Last spring, when Mike Napoli traded in his catcher's equipment to become a full-time first baseman, he had the perfect teacher in Butterfield.
"I remember one of the first conversations I had with him," said Napoli. "I told him, 'I want you to teach me the position. I know I'm a big leaguer, but I'll want to go from square one.' That's basically what we did."
And Napoli took to the instruction immediately.
"Everything he says, I'm always in tune and I'm always listening. He also teaches the practice quick and fast, always," Napoli said. "It's not just going out and taking ground balls. It's being able to practice hard and doing things at game speed. You should be tired when you take ground balls.
"He just has something about him. You want to listen to him, and he makes you feel good. He always sees every little thing. He's a good communicator. For me, I can't wait to work with him. I always want him hitting me ground balls. It's not anything against anybody else, it's just I know he's watching and he's watching every little thing.
"We have a relationship to where I want him to tell me any little thing, even be picky or nitpick me. It's just a confidence thing, too. He makes you feel confident. You put the work in, you should get better."
Butterfield clearly has a gift when veteran players who have played in All-Star Games and been stars in the World Series look forward to the fundamentals of the day.
"It's a lot of fun," Napoli said. "I want to come to the field to see what's going to happen that day and see what I'm going to learn and get better at."
Somehow, this life-long New Englander didn't land with the Red Sox until 2013.
Butterfield's late father, Jack, coached at the University of Maine and then went on to the role as vice president of player development and scouting for the Yankees.
Brian Butterfield played in 397 Minor League games with the Yankees and Padres (1979-83) before starting his career in coaching, which included time with the Yankees, D-backs and Blue Jays.
Now manager of the Red Sox, John Farrell was the pitching coach for the Red Sox when he first took note of Butterfield's coaching mastery.
"When I was here in Boston as the pitching coach, I would watch his early work and watch how he coached third base," Farrell said. "To me, he was one of the top third-base coaches as to how he went about dealing with the infield to the decisions he made at third base."
Once Farrell became the manager in Toronto, he was all too happy to retain Butterfield on his staff.
"Then I got to see him every day, and the passion and the energy he brings," Farrell said. "The technical expertise that he has with infielders is by far the best I've ever seen.
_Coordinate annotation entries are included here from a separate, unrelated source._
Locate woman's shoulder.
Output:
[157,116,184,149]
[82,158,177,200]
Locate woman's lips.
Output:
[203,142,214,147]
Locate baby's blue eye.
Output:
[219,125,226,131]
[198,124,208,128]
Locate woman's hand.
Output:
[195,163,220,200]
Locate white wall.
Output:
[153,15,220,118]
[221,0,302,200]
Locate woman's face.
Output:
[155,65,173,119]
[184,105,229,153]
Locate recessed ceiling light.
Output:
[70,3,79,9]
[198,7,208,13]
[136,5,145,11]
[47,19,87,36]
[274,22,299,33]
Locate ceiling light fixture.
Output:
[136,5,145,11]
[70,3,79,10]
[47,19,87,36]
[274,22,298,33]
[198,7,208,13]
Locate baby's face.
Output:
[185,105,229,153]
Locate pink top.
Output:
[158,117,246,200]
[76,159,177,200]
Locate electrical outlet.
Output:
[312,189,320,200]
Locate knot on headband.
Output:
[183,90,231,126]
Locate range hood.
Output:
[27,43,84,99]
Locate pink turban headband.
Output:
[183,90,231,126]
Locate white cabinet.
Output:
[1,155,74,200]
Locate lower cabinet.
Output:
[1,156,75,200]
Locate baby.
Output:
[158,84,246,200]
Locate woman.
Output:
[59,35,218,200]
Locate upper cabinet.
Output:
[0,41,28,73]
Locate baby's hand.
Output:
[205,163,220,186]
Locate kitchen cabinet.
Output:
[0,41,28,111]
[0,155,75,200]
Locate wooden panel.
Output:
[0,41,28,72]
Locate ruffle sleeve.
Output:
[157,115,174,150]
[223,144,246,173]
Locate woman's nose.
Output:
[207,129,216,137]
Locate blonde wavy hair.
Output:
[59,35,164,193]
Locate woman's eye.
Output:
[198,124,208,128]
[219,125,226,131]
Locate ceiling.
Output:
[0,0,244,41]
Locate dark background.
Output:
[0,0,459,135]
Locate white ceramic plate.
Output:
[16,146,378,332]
We're fortunate that he decided to come here to Boston. You can't say enough about his insights, his experiences, his knowledge of the game. He takes no short cuts. His work ethic and time devoted to his preparation is unmatched. I have no qualms in saying that. He's the hardest working coach I've ever been around."
Lovullo also worked with Farrell and Butterfield on Toronto's staff from 2011-12.
"His passion for his position and passion for teaching is as great as any coach I've ever played for or coached with," said Lovullo. "It's real and relentless. It's infectious. He sets a great tone for what his players need to go through each and every day. He's the elder statesman. ... Probably one of the highest tenured coaches in the Major Leagues right now. When he speaks, you listen. When he has something to say, you interpret it and understand that he's trying to say something that's really, really important. There's nobody better as far as I'm concerned."
And there's probably nobody who wears a Red Sox uniform that would disagree with that assertion.